Hand Surgeons Must Help

By James E. Clune, MD

When we think of conservation in the operating room, time is our commodity. We try to limit turnover between cases, we make sure consents and equipment lists are ready at the time of the booking. During the procedure we limit the amount of excess motion in our hands and only use fluoro at the critical moments. The goal is to perform an exacting and successful procedure in a safe and timely fashion. I rarely have considered the physical waste we produce in the OR.

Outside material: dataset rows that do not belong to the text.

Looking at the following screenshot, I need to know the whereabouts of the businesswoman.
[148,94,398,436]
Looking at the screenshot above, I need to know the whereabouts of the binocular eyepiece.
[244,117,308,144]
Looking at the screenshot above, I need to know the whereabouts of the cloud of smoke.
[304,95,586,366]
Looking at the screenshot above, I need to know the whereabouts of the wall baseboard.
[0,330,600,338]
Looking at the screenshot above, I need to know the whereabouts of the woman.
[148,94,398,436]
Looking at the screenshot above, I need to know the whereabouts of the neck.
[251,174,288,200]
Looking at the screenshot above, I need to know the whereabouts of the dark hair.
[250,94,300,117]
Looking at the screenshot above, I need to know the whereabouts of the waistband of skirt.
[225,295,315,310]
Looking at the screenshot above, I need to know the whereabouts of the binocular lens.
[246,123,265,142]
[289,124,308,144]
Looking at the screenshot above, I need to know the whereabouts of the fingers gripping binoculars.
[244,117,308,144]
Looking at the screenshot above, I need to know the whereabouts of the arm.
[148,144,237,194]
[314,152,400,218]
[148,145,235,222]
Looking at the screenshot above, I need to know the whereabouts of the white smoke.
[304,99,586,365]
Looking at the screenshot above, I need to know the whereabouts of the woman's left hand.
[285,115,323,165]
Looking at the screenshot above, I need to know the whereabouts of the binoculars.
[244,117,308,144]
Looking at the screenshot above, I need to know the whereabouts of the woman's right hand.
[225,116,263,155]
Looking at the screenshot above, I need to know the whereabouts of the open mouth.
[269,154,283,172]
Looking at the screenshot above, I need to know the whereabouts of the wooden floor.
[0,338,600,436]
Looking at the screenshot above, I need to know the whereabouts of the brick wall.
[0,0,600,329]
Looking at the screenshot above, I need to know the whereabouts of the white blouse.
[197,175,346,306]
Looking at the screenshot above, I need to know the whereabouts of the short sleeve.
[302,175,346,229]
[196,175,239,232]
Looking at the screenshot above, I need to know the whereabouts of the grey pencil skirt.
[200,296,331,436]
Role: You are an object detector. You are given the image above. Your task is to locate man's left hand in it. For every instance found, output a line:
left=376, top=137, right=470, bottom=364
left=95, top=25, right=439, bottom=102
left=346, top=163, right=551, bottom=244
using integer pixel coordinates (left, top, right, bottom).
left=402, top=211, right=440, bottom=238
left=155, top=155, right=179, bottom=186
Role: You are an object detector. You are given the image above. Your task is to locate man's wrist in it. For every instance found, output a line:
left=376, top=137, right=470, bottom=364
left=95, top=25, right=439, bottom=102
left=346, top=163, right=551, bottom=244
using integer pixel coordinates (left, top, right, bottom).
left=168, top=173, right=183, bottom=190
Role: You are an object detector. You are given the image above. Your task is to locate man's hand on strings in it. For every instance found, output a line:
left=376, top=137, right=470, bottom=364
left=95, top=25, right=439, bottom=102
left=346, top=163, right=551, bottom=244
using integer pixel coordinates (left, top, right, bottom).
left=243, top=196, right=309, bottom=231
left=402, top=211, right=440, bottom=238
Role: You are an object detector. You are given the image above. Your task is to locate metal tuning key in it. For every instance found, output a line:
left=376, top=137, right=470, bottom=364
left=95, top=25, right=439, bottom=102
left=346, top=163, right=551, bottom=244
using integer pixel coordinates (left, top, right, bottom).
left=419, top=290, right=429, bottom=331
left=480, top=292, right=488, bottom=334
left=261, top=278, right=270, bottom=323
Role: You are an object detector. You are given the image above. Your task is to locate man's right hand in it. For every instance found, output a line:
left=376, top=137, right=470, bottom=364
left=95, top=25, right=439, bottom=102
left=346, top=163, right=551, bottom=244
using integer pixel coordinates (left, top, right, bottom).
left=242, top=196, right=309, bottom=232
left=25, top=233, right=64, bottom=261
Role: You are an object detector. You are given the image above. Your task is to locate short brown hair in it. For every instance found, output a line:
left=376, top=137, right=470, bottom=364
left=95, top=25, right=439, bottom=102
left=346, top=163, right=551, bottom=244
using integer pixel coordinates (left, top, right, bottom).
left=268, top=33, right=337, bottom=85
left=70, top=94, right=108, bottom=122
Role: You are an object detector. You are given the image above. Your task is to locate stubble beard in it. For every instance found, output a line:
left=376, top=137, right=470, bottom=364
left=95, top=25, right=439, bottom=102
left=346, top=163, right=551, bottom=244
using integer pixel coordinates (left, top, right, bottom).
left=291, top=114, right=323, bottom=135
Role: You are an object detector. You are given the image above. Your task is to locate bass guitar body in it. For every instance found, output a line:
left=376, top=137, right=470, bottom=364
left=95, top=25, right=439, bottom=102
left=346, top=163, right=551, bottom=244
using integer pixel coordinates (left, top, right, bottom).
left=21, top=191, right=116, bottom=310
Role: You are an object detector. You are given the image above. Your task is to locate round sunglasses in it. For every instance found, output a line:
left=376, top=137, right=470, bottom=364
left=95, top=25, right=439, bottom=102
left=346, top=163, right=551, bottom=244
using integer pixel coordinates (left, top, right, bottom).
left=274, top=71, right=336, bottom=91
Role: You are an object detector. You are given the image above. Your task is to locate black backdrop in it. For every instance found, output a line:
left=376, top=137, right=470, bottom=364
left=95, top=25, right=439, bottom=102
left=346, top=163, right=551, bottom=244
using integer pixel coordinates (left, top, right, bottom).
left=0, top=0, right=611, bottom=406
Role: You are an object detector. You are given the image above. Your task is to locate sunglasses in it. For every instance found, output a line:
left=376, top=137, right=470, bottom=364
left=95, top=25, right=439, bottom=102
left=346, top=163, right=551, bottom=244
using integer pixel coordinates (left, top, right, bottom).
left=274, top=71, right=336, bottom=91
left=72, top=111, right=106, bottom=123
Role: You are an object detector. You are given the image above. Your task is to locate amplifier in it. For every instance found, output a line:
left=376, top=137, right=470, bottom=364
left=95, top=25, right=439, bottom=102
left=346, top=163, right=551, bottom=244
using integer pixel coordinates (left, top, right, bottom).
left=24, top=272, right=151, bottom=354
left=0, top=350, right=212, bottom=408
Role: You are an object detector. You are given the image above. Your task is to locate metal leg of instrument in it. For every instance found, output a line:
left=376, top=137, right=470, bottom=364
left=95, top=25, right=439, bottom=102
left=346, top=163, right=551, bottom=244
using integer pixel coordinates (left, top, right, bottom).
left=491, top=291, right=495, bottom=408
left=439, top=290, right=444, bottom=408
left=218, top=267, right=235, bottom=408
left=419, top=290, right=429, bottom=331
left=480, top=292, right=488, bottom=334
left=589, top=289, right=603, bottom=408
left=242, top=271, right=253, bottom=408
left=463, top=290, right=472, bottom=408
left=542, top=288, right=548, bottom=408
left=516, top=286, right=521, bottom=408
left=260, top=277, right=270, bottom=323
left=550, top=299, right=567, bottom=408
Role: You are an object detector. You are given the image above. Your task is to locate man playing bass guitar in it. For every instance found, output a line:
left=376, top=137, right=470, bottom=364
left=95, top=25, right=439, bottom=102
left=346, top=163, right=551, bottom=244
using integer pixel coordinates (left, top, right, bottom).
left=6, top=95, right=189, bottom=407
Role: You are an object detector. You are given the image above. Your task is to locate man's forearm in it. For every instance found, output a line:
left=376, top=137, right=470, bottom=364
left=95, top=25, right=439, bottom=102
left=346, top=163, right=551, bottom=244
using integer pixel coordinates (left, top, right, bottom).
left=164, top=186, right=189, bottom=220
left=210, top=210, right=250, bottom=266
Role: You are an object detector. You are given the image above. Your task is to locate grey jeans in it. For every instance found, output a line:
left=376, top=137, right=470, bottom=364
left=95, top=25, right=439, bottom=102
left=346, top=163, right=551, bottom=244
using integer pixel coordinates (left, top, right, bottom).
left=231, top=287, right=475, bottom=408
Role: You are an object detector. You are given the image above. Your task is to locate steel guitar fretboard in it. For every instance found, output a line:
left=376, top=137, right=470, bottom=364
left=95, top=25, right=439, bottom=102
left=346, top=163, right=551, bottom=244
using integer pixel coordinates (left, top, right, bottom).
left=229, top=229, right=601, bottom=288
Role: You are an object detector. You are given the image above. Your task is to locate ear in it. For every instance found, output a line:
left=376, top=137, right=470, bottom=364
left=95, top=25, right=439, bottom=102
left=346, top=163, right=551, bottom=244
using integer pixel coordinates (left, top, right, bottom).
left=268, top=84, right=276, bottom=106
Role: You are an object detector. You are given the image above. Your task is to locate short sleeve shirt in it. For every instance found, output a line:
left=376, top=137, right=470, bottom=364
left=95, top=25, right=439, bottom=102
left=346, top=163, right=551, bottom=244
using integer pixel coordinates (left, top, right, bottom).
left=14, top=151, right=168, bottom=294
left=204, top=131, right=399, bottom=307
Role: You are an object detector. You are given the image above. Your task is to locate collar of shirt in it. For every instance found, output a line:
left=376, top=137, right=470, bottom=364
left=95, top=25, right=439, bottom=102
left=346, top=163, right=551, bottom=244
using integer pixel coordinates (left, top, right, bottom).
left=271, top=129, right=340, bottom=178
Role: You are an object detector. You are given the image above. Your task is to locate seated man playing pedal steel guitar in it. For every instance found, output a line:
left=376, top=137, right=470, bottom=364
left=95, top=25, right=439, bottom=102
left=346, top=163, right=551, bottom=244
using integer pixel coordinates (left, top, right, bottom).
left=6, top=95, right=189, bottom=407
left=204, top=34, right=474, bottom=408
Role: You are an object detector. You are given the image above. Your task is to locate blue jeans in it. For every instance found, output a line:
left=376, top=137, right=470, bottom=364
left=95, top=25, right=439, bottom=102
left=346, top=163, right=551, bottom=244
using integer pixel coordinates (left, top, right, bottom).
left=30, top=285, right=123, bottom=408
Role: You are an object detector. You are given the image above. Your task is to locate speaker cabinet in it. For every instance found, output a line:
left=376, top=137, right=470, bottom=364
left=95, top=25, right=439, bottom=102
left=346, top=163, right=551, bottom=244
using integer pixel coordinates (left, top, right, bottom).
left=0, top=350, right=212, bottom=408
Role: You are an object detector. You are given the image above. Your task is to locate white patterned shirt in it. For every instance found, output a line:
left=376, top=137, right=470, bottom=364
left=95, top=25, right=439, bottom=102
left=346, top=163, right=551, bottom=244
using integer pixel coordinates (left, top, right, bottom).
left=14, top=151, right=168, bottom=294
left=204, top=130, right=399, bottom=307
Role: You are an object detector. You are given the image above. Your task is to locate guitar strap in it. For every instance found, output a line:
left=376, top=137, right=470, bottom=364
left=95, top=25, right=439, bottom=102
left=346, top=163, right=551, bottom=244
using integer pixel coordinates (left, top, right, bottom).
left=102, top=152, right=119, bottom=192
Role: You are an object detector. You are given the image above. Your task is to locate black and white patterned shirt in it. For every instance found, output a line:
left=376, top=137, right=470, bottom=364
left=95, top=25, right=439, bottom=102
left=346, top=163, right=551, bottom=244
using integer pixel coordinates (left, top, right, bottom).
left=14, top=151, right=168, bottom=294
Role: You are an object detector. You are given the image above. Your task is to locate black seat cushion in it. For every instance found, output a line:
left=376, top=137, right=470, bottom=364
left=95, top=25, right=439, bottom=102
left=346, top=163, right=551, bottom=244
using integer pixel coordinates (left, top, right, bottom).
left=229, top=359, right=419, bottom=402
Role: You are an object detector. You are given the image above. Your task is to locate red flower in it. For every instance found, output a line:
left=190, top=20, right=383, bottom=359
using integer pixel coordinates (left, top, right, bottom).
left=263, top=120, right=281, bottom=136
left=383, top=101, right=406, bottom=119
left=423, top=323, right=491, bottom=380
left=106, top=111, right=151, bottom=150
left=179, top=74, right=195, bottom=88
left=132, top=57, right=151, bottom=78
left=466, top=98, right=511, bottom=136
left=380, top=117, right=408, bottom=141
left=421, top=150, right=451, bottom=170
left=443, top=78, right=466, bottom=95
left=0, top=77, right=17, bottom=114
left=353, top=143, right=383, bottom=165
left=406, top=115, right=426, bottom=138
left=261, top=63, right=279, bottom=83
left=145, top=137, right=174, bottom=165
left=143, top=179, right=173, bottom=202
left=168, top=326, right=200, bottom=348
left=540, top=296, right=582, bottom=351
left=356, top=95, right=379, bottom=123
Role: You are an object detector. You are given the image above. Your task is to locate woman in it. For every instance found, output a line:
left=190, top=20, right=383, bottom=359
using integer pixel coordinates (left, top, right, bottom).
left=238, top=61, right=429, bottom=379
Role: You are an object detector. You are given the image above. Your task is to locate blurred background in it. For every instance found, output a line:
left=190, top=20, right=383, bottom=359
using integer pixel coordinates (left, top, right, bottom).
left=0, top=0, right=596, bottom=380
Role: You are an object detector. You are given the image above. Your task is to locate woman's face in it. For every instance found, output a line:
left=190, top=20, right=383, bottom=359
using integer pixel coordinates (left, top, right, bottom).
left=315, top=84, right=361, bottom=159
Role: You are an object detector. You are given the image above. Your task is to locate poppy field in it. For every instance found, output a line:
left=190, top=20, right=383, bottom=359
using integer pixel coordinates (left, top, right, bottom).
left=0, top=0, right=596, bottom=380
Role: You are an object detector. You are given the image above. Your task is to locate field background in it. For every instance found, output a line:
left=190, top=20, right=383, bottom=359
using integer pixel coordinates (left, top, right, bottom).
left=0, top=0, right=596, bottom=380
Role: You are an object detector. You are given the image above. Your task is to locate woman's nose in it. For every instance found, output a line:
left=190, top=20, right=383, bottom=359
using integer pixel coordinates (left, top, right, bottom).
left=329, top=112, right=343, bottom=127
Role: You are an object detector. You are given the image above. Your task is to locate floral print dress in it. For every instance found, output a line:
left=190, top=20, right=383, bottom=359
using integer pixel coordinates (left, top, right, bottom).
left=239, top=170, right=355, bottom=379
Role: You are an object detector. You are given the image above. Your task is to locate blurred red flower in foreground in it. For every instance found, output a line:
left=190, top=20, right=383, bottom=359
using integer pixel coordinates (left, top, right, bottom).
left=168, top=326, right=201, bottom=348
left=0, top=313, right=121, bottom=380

I normally have tunnel vision during a busy OR day while I focus purely on the patient and their outcome. I ignore the tangible waste from every case. The beard cover, the hat and shoe covers that I throw away every time I leave the OR to talk to a family. The heaping amount of drapes I use for a trigger finger all seem like they are just a requirement that I need to adhere to so as to keep my OR privileges. Every day it seems there is more and more equipment and supplies on the table in the OR next to me as the hand kits are “standardized” to accommodate all surgeons preferences in one tray.  A trend that was noted by our colleagues a few years ago.1

The intention of the hospitals to standardize how we dress and how we drape is noble in that the goal is to reduce surgical site infections. About 31% of hospital acquired infections are surgical site infections. Surgical site infections (SSIs) cost USD 3.3 Billion per year. The mortality rate of SSIs are about 3%. Over 1 million inpatient days are attributable to SSIs per year.3 However, increasing spending on drapes by a billion dollars does not seem to be an evidence-based approach to preventing infection. Seventy percent of the hospital waste in the Unites States comes from the OR. We can definitely do better.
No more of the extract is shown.